In [None]:
import pandas as pd
import numpy as np
import matplotlib.pyplot as plt;
import sys
import pyemu
assert "dependencies" in pyemu.__file__
sys.path.insert(0,"..")

# Introduction
"EVA" stands for "ensemble variance analysis" and “DSI” stands for “data space inversion”. EVA enables the exploration of a model prediction's posterior distribution without requiring the exploration of the posterior distribution of model parameters. In other words, using a few model runs from a prior Monte Carlo run, forecast uncertainty is estimated both before (prior) and after (posterior) incorporating the observation (or potential observation) dataset through history matching. But, the history matching isn't required - this is an approximation. Starting to sound like FOSM? The maths and ideas are very similar!

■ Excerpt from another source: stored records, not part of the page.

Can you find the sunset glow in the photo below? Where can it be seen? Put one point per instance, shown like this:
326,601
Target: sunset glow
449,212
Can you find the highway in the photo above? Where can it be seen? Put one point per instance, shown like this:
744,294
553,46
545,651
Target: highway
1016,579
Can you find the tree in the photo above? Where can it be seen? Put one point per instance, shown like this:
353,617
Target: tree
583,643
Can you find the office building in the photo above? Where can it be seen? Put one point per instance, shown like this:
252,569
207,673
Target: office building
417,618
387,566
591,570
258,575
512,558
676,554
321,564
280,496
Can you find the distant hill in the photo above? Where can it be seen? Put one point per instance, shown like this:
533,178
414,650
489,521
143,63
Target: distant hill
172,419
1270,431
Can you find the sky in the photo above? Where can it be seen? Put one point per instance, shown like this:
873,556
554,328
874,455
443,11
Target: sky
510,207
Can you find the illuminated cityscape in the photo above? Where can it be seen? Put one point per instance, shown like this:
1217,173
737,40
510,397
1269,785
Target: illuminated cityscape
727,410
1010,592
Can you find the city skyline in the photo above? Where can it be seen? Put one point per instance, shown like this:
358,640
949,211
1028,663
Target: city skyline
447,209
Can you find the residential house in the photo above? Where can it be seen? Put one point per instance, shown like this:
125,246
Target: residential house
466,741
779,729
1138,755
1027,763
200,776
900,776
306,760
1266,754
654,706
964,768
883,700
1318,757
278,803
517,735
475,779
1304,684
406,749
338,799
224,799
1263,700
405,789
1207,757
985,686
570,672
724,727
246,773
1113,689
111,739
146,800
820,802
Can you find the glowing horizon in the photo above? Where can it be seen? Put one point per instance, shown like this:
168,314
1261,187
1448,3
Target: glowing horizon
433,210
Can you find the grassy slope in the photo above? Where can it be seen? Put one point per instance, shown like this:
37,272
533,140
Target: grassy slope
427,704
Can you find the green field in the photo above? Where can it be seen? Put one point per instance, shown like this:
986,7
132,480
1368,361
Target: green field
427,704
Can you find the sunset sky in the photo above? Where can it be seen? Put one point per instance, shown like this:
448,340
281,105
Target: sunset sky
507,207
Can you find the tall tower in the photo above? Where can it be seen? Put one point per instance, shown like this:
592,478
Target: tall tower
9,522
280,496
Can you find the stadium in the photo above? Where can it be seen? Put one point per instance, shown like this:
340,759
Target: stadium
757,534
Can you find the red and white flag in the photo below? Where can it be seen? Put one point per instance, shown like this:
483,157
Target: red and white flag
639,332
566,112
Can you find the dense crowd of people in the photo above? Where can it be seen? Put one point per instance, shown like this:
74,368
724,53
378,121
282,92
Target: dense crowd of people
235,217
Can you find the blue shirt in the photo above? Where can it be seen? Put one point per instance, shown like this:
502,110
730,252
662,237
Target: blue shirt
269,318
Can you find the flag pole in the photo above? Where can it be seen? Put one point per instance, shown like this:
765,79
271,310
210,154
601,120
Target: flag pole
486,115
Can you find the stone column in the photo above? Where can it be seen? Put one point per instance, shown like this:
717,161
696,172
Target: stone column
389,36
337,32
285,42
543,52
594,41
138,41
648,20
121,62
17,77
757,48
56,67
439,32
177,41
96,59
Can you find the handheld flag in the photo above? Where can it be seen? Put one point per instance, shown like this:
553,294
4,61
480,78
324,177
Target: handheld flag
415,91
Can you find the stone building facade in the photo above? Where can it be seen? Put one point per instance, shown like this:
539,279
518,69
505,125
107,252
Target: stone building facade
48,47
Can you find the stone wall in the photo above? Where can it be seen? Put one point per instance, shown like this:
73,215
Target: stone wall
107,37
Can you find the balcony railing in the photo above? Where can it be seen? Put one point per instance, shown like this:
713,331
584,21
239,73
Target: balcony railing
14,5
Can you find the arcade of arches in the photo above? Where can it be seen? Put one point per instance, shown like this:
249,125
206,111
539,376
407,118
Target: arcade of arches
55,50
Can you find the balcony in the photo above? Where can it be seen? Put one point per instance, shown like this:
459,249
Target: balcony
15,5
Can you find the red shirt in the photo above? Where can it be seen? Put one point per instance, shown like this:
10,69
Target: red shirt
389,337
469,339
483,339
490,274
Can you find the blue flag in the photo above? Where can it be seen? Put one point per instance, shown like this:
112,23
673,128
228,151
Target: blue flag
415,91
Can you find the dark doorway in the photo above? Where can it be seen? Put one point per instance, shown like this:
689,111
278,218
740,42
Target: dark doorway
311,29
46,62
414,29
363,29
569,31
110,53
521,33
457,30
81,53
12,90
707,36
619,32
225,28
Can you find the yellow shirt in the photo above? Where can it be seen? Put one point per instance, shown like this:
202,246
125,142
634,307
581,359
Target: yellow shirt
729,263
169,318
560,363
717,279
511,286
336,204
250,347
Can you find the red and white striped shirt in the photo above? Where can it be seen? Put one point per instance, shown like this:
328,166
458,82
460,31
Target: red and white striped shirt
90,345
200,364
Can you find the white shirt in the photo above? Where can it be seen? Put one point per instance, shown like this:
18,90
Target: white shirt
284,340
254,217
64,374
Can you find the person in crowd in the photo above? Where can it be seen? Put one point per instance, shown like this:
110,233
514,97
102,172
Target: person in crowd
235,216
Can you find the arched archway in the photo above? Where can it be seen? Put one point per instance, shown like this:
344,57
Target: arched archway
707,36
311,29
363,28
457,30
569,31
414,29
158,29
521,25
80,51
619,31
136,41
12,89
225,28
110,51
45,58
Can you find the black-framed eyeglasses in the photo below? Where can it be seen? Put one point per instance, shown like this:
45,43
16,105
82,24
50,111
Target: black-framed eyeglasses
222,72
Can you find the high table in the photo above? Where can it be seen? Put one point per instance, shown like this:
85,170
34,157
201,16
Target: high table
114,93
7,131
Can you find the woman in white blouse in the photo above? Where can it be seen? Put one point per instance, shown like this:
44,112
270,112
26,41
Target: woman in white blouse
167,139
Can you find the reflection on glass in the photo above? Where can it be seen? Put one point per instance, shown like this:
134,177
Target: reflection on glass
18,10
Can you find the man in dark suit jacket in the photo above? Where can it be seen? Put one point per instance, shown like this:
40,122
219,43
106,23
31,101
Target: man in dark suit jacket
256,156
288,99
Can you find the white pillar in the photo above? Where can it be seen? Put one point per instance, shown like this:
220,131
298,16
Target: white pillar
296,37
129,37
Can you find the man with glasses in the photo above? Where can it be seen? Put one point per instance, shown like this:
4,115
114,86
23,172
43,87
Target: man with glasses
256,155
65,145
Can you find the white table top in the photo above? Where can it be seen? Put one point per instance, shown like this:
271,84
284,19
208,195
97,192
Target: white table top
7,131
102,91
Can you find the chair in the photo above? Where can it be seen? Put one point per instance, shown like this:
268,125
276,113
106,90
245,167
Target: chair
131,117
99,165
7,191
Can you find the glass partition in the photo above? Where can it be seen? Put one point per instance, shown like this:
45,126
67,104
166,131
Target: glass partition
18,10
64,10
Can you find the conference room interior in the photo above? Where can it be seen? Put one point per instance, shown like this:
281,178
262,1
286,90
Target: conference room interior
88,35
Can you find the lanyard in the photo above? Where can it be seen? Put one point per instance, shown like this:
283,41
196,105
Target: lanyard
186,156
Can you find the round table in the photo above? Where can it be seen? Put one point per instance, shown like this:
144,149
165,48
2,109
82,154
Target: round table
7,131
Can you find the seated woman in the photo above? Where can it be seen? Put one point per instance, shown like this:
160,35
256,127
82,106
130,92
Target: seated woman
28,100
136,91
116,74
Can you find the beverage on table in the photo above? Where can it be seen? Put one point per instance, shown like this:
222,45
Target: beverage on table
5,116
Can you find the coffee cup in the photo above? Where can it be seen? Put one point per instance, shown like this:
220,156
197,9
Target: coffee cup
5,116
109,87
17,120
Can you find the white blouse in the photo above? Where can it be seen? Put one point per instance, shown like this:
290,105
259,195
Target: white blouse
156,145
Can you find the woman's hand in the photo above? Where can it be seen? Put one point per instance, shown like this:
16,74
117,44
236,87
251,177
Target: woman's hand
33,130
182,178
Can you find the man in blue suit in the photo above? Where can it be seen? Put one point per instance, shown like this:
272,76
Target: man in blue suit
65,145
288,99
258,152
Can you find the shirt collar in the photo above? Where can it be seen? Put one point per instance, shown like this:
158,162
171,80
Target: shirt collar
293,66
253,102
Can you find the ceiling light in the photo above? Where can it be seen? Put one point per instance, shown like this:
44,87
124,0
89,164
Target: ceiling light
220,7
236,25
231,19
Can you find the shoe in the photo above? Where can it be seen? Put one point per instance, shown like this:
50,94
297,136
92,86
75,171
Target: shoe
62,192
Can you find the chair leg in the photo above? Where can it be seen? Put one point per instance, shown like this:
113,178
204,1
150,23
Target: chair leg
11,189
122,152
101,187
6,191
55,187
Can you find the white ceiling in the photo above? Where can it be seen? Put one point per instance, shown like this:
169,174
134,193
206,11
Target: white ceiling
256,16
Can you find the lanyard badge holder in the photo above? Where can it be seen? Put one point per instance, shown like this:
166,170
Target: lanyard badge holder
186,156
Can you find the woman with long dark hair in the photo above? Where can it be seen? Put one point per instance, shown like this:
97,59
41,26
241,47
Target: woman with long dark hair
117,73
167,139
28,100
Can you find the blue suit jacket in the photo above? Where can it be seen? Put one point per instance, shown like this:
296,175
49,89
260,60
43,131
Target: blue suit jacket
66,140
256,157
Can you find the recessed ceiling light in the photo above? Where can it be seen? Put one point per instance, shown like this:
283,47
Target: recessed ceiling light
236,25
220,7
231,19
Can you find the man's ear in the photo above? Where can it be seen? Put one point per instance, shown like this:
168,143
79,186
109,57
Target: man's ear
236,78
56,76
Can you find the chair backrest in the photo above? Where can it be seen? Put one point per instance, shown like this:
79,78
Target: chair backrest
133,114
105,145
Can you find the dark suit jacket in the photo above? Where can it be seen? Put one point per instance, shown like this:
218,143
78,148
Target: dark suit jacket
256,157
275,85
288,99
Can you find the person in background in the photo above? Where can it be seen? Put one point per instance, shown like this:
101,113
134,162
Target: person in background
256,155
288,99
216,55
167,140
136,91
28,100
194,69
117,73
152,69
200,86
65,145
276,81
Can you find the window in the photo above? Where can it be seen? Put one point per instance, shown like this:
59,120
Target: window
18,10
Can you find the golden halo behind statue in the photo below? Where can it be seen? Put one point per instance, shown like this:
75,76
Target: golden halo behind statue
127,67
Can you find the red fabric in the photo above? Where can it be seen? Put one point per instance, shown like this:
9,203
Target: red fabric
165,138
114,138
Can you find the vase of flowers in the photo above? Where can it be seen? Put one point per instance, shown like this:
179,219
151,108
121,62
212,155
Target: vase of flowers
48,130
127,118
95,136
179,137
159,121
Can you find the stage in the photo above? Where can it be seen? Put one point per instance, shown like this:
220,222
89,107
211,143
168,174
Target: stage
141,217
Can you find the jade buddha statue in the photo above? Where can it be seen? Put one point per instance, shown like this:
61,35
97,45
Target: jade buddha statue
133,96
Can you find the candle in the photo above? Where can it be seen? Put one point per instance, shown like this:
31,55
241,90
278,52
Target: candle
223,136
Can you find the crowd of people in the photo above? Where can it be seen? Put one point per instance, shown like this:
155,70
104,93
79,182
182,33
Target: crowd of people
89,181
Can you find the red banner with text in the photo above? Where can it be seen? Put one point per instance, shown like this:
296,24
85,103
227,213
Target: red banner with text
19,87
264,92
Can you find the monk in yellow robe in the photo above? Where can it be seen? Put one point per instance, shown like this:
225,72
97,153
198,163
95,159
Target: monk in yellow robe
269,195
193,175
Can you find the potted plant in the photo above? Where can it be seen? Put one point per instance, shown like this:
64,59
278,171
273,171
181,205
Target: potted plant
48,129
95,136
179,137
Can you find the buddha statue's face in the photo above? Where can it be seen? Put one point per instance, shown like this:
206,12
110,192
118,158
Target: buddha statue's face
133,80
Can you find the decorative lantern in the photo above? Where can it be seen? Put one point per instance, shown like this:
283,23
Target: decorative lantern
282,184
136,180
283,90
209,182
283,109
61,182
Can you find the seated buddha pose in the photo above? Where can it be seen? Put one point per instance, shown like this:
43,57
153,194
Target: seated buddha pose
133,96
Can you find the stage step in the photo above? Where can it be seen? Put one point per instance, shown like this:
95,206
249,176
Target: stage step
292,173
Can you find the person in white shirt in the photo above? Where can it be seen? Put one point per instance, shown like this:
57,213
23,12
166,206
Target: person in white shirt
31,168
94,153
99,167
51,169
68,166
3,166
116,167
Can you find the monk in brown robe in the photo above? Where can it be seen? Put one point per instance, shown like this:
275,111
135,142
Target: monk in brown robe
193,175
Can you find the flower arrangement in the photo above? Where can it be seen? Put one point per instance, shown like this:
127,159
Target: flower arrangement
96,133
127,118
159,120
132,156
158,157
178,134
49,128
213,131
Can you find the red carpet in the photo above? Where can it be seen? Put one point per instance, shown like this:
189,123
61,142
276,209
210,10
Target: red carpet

We are just able to skip the expensive Jacobian calculation in this approach. An extension of this is to treat the EVA surrogate model as if it were a process model, define "parameters" that control its behavior, and then approximate history matching using the surrogate to evaluate potential improvement to forecast calculations. That extension is DSI. 

So how does it work? This is achieved by constructing a surrogate model using principal component analysis (PCA) of the covariance matrix of model outputs (i.e., observations and forecasts). This matrix links model outputs corresponding to field measurements with predictions of interest. The resulting predictions are then conditioned on real-world measurements of system behavior.

The main steps are:
1. Generate an ensemble of model outputs (both historical measurements and forecast quantities) simulated using with a parameter ensemble, usually the prior in a Bayesian sense. 
2. Construct a surrogate/data-driven model from the covariance between historical and forecast model outputs.
3. Condition/train the surrogate model with measured data.
3. retrieve the emulated forecasts' posterior probability distribution.

The following notebook goes through the the method described by [Sun and Durlofsky (2017)](https://doi.org/10.1007/s11004-016-9672-8) and [Lima et al (2020)](https://doi.org/10.1007/s10596-020-09933-w). The GMDSI Youtube channel also has an excellent [overview of the method by John Doherty](https://youtu.be/s2g3HaJa1Wk?si=fzRd0WQTtK7WaeH6). Although we use different notation, the approach described herein is similar to the "Option 2" discussed in John's Youtube video.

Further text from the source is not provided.